在本文中,我们将解释研究中使用的主要公平性定义,并强调它们的实际局限性。 我们还将强调以下事实:这些定义是互斥的,因此,不存在使用“千篇一律”的公平定义。

记号 (Notations)

To simplify the exposition, we will consider a single protected attribute in a binary classification setting. This can be generalized to multiple protected attributes and all types of machine learning tasks.

为了简化说明,我们将在二进制分类设置中考虑单个受保护的属性。 可以将其概括为多个受保护的属性以及所有类型的机器学习任务。

Throughout the article, we will consider the identification of promising candidates for a job, using the following notations:

在整篇文章中,我们将使用以下符号考虑确定有前途的候选人:

  • 𝑋 ∈ Rᵈ: the features of each candidate (level of education, high school, previous work, total experience, and so on)

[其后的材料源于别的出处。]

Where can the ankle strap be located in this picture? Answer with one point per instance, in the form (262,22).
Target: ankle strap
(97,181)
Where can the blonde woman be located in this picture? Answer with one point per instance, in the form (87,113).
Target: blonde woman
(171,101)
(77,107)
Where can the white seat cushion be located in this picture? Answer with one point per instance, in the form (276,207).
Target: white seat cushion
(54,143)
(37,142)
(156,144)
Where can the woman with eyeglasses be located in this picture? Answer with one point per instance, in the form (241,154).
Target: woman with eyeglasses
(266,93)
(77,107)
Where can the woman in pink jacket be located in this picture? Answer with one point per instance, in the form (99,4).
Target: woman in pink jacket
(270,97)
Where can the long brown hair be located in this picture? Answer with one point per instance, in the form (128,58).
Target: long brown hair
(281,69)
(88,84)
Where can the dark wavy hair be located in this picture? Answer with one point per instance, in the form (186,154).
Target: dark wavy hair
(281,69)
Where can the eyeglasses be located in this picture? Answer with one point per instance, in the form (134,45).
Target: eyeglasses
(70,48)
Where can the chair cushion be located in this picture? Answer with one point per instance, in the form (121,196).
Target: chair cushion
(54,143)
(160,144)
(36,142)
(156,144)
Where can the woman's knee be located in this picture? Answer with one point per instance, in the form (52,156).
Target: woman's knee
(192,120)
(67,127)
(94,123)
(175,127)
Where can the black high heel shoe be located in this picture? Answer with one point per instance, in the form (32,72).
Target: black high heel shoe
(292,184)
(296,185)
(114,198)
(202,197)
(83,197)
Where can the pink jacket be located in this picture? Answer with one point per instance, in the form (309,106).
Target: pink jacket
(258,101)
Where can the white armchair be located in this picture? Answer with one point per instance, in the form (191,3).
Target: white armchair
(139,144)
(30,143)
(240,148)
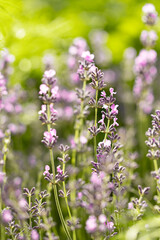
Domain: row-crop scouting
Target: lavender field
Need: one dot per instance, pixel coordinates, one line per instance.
(79, 120)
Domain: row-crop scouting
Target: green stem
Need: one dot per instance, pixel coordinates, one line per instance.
(1, 226)
(156, 169)
(66, 199)
(29, 204)
(107, 129)
(95, 123)
(55, 186)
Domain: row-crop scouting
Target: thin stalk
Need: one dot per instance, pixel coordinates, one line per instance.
(48, 230)
(156, 169)
(2, 227)
(66, 199)
(55, 186)
(82, 104)
(105, 137)
(76, 139)
(65, 193)
(95, 123)
(29, 204)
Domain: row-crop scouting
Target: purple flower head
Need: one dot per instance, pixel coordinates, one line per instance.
(43, 109)
(103, 93)
(54, 91)
(110, 226)
(149, 14)
(95, 179)
(34, 235)
(50, 138)
(87, 56)
(59, 170)
(22, 204)
(111, 90)
(148, 38)
(2, 177)
(49, 77)
(114, 110)
(7, 216)
(43, 89)
(91, 224)
(102, 218)
(3, 89)
(83, 139)
(130, 205)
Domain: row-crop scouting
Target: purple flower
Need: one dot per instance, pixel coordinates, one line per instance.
(87, 56)
(49, 77)
(91, 224)
(110, 226)
(111, 90)
(114, 110)
(3, 90)
(2, 177)
(50, 138)
(59, 170)
(43, 89)
(150, 14)
(46, 172)
(148, 38)
(130, 205)
(7, 216)
(34, 235)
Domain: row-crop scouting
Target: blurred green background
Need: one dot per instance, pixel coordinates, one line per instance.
(30, 27)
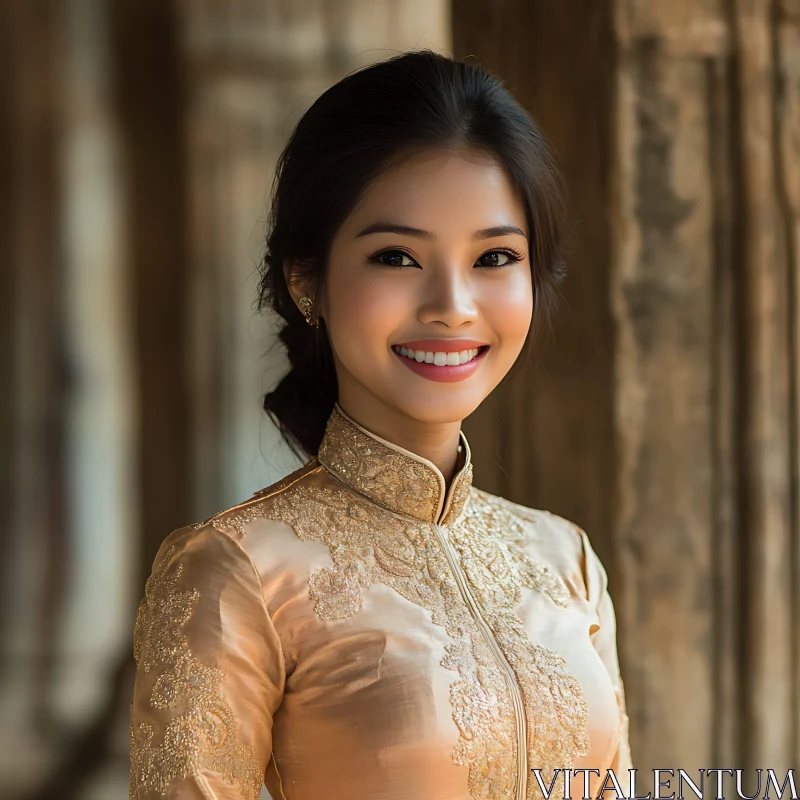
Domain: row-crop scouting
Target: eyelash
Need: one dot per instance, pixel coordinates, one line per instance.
(513, 255)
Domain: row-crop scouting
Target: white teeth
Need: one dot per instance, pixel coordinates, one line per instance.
(439, 359)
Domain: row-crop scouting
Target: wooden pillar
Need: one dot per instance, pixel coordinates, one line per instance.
(150, 86)
(664, 418)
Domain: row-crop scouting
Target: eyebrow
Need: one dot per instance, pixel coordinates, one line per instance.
(418, 233)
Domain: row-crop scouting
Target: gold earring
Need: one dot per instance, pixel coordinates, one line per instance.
(305, 304)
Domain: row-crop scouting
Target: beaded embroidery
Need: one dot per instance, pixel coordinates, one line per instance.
(369, 544)
(203, 735)
(490, 542)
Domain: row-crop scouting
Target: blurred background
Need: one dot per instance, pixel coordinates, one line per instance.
(137, 143)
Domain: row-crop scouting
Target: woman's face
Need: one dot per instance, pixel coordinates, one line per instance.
(434, 259)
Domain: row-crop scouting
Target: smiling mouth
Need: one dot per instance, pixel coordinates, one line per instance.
(439, 358)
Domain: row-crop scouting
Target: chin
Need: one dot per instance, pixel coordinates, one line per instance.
(429, 408)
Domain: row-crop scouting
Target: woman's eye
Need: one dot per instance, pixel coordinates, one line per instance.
(394, 258)
(497, 258)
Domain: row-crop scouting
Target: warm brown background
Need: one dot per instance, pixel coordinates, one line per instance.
(137, 139)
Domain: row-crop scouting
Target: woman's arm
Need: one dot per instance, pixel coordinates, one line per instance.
(604, 639)
(210, 674)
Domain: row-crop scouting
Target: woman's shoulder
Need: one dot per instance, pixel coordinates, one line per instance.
(238, 524)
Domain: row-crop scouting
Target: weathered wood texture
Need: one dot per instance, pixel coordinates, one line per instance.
(150, 90)
(665, 416)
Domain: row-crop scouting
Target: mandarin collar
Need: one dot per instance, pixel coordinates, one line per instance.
(390, 475)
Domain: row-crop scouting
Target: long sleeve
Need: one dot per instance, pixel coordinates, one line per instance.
(604, 640)
(210, 674)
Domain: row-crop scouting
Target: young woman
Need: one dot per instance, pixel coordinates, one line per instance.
(373, 625)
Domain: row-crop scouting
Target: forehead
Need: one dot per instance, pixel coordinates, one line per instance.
(454, 192)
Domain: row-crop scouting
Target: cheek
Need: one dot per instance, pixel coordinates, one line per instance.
(508, 307)
(364, 310)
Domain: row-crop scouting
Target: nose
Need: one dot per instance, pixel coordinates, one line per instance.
(449, 299)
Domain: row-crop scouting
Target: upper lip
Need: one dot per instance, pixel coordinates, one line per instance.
(442, 345)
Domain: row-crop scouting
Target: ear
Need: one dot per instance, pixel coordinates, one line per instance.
(297, 286)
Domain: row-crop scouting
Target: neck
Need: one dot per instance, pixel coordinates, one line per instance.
(435, 441)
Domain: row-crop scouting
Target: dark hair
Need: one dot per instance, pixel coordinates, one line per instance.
(358, 128)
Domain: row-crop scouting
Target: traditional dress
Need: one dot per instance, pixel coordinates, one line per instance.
(358, 630)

    𝑋∈Rᵈ:每个候选人的特征(学历,高中,以前的工作,总经验等)
  • 𝐴 ∈ {0; 1}: a binary indicator of the sensitive attribute

    𝐴∈{0; 1}:敏感属性的二进制指示符
  • 𝐶 = 𝑐(𝑋, 𝐴) ∈ {0; 1}: the classifier output (0 for rejected, 1 for accepted)

    𝐶=𝑐(𝑋,𝐴)∈{0; 1}:分类器输出(0表示拒绝,1表示接受)
  • 𝑌 ∈ {0; 1}: the target variable. Here, it is whether the candidate should be selected or not.

    𝑌∈{0; 1}:目标变量。 在这里,是应否选择候选人。
  • We denote by 𝐷, the distribution from which (𝑋, 𝐴, 𝑌) is sampled.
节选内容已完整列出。